Basic Structure of Processing and Analysis (Group Tower of Babel)

By Group "Tower of Babel"

After capturing the data we need, we promoted our project as the following steps:

Data cleaning
Text Processing
Analysis & Visualization

1. Data cleaning

The data we captured from the website contains so much redundancy that we do not need. Therefore, in this section, I would record the obstacles we encountered and what we did to transform the raw data into the format we can use.

The most important data we need is the information in the column ‘review_revs’ which contains the content of the reviews. However, there are some reviews are written in non-English language that can so we need to delete them.

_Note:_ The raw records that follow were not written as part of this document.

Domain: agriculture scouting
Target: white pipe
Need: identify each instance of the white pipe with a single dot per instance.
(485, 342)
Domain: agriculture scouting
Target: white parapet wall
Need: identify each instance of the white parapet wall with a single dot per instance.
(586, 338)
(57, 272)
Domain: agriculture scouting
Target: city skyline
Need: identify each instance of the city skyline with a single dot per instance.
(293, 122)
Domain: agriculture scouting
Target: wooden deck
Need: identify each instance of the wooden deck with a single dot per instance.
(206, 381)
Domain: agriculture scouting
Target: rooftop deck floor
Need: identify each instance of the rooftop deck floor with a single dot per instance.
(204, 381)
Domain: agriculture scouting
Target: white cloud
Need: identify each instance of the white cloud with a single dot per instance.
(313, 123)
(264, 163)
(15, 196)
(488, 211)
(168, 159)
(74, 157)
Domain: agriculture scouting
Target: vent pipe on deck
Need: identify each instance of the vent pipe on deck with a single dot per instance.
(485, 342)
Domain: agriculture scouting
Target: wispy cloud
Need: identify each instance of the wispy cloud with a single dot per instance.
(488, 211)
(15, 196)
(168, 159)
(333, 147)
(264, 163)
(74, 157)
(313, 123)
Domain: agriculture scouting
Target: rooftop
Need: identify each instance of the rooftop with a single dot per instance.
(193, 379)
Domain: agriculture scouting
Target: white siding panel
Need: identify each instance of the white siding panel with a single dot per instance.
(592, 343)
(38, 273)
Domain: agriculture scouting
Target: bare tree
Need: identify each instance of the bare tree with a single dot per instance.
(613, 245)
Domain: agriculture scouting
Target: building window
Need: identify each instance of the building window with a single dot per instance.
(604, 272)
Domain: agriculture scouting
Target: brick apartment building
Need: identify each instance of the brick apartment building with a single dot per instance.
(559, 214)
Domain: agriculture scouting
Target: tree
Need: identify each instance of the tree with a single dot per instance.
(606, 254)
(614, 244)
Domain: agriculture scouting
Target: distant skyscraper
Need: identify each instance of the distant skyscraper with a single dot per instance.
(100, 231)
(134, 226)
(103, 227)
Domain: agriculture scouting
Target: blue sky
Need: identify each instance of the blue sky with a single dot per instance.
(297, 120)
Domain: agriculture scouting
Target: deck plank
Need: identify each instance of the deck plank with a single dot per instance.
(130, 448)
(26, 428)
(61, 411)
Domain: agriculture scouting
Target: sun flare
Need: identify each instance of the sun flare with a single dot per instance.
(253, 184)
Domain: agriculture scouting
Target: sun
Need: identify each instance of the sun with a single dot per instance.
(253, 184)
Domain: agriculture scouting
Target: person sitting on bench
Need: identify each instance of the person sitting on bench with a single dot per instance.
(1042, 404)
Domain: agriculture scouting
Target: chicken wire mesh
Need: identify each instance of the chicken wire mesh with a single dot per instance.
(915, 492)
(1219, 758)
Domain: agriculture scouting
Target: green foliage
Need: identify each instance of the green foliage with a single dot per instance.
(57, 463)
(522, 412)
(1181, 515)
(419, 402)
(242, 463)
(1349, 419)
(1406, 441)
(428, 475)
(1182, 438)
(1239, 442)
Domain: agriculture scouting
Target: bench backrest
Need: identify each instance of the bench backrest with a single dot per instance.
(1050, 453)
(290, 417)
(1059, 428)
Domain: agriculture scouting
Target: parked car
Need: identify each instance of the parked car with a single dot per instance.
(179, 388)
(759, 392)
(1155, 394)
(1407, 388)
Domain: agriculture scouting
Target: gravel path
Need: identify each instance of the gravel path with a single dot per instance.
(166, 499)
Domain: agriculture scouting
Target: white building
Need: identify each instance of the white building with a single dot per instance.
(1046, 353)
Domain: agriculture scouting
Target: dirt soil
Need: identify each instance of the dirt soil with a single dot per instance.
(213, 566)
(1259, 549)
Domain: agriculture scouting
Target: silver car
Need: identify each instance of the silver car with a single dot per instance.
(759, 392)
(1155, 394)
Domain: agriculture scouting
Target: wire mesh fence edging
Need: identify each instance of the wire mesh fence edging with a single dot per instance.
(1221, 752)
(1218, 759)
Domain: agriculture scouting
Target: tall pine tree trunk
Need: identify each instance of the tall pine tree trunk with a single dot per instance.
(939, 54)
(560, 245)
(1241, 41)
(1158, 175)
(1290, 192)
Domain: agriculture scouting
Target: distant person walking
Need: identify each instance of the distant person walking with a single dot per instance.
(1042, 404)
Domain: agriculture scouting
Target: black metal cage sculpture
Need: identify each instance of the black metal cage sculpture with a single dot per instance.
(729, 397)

The most important data we need is the information in the column ‘review_revs’ which contains the content of the comment. However, there are some comments are written in non-English language so we need to delete them. Every non-English comment is end with ‘Translate review to English’, therefore we only need to keep comments without this sentence:

dg = dg.loc[~dg['review_revs'].str.contains('Translate review to English')].copy()

There are some not-real-review information at the end of each comment that need to be deleted, for example ‘Helpful’, ‘Report abuse’.

destr = "found this helpful', 'Helpful', 'Report abuse'"
destr2 = "'Helpful', 'Report abuse'"

item = list(dg['review_revs'])
a_list = []
for i in item:
    i = i.replace(destr,'')
    i = i.replace(destr2, '')
    a_list.append(i)
dg['review_revs'] = a_list

2. Text Processing

In this section, I would introduce the main steps of text processing in our project.

Step 1. Convert all the text into lowercase

df['review'] = df.review.apply(lambda x: x.lower())

Step 2. Remove punctuation

punctuation_str = string.punctuation
df['review'] = df.review.apply(lambda x: re.sub(r'[{}]+'.format(punctuation_str),"",x))

Step 3. Remove stopwords & Tokenize

Stopwords generally don’t convey much valuable information but can frequently appear in the text. Removing stopwords can increase efficiency and accuracy of text analysis.

We download 'stopwords' by 'nltk' :

import nltk
import ssl

try:
    _create_unverified_https_context = ssl._create_unverified_context
except AttributeError:
    pass
else:
    ssl._create_default_https_context = _create_unverified_https_context

nltk.download('stopwords')

And then, use module 're' to do the tokenize (for we can not successfully download the package 'tokenize'):

alist = df['review'].tolist()
blist = []
clist = []
stopw = stopwords.words('english')

for id in alist:
    #delete numbers
    cc = re.sub(r'[0-9]',"",id)   
    x=0
    #delete stopwords
    while x<len(stopw):
        cc = cc.replace(' '+stopw[x]+' '," ") 
        #cc = cc.replace(stopw[x]+' '," ") 
        x+=1
    bb = list(filter(None,cc.split(" ")))
    blist.append(bb)
    clist.append(cc)

df['review_tk'] = blist

df['review_untk'] = clist

3. Analysis & Visualization

In this section, we mainly use packages 'seanborn', 'wordcloud' and 'matplotlib' to visualize our results.

1) Ratings for overall and different models

We want to get the percentage of different scores (1,2,3,4,5) , so we define the function rate(input_data,name) to show the frequency of each score in one histogram. input_data should be a DataFrame, name should be a string:

def rate(input_data,name):
    fig = plt.figure(figsize=(9,5))
    ax = sns.countplot('review_stars',data=input_data,palette='Spectral')
    plt.xlabel('ratings')
    plt.title('Ratings in 2017-2022 ({})'.format(name))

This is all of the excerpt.